Re: [PATCH v2] perf/core: Fix refcount bug and potential UAF in perf_mmap

From: Haocheng Yu

Date: Sat Mar 07 2026 - 00:57:54 EST

But if it is moved out, other events might be able to hold the mutex after the
current event finishes executing refcount_dec but before releasing rb, thus
causing the race condition I mentioned in the patch.

The following is a more detailed analysis:

In the C reproducer, these four system calls are central to this problem.
Specifically, the third syscall takes r0 as an argument(group), establishing
a shared ring buffer. The fourth syscall uses an unusual flag combination,
which is likely the reason this bug can be triggered.

res = syscall(__NR_perf_event_open, /*attr=*/0x200000000000ul, /*pid=*/0,
/*cpu=*/1ul, /*group=*/(intptr_t)-1,
/*flags=PERF_FLAG_FD_CLOEXEC*/ 8ul);
syscall(__NR_mmap, /*addr=*/0x200000002000ul, /*len=*/0x1000ul, /*prot=*/0ul,
/*flags=MAP_FIXED|MAP_SHARED*/ 0x11ul, /*fd=*/r[0], /*offset=*/0ul);

res = syscall(__NR_perf_event_open, /*attr=*/0x200000000000ul, /*pid=*/0,
/*cpu=*/1ul, /*group=*/r[0], /*flags=PERF_FLAG_FD_OUTPUT*/ 2ul);
syscall(__NR_mmap, /*addr=*/0x200000186000ul, /*len=*/0x1000ul,
/*prot=PROT_GROWSDOWN|PROT_SEM|PROT_WRITE|PROT_READ*/ 0x100000bul,
/*flags=MAP_SHARED_VALIDATE|MAP_FIXED*/ 0x13ul, /*fd=*/r[1],
/*offset=*/0ul);

And that's what happened: r0 enters perf_mmap first. It acquires the mutex,
executes perf_mmap_rb, releases the mutex, and then calls map_range. If
map_range fails, the function enters perf_mmap_close, which drops the
refcount to 0 and finally releases the rb.
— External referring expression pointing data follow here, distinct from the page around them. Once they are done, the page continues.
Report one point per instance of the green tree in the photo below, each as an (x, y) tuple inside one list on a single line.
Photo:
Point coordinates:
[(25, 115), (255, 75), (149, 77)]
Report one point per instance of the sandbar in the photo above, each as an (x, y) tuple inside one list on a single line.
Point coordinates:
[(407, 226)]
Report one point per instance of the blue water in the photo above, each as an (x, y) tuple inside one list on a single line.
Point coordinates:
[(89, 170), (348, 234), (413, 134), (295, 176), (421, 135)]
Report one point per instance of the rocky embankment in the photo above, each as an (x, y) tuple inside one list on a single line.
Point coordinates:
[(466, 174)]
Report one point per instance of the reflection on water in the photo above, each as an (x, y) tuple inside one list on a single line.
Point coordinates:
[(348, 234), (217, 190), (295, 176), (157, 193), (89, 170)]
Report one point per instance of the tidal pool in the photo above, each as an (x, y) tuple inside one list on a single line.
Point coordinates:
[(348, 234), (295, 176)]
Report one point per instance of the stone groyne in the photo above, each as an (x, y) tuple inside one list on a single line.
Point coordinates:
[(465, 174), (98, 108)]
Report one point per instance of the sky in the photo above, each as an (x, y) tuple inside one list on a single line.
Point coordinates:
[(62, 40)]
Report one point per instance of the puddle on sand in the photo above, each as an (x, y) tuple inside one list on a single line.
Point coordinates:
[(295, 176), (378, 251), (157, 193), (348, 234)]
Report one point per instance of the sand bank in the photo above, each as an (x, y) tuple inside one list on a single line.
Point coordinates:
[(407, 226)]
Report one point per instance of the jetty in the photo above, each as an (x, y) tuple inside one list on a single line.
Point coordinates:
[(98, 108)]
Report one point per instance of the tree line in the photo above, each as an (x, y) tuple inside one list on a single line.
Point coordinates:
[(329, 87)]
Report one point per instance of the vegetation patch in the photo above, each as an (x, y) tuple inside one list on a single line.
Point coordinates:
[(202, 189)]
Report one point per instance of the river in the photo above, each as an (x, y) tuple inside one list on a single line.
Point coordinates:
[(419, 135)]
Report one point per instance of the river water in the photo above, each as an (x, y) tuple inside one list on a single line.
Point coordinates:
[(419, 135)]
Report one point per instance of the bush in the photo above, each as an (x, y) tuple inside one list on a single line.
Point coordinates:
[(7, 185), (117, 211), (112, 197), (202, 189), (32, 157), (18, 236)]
At an exact moment(after decreasing refcount but before releasing rb), r1 also
enters perf_mmap and attempts to attach to r0's ring buffer. Because the mutex
is released, the second mmap can acquire the mutex and access the rb pointer
which is shared with r0 before it is cleared, attempting to increment
the refcount
on a buffer that is already being destroyed.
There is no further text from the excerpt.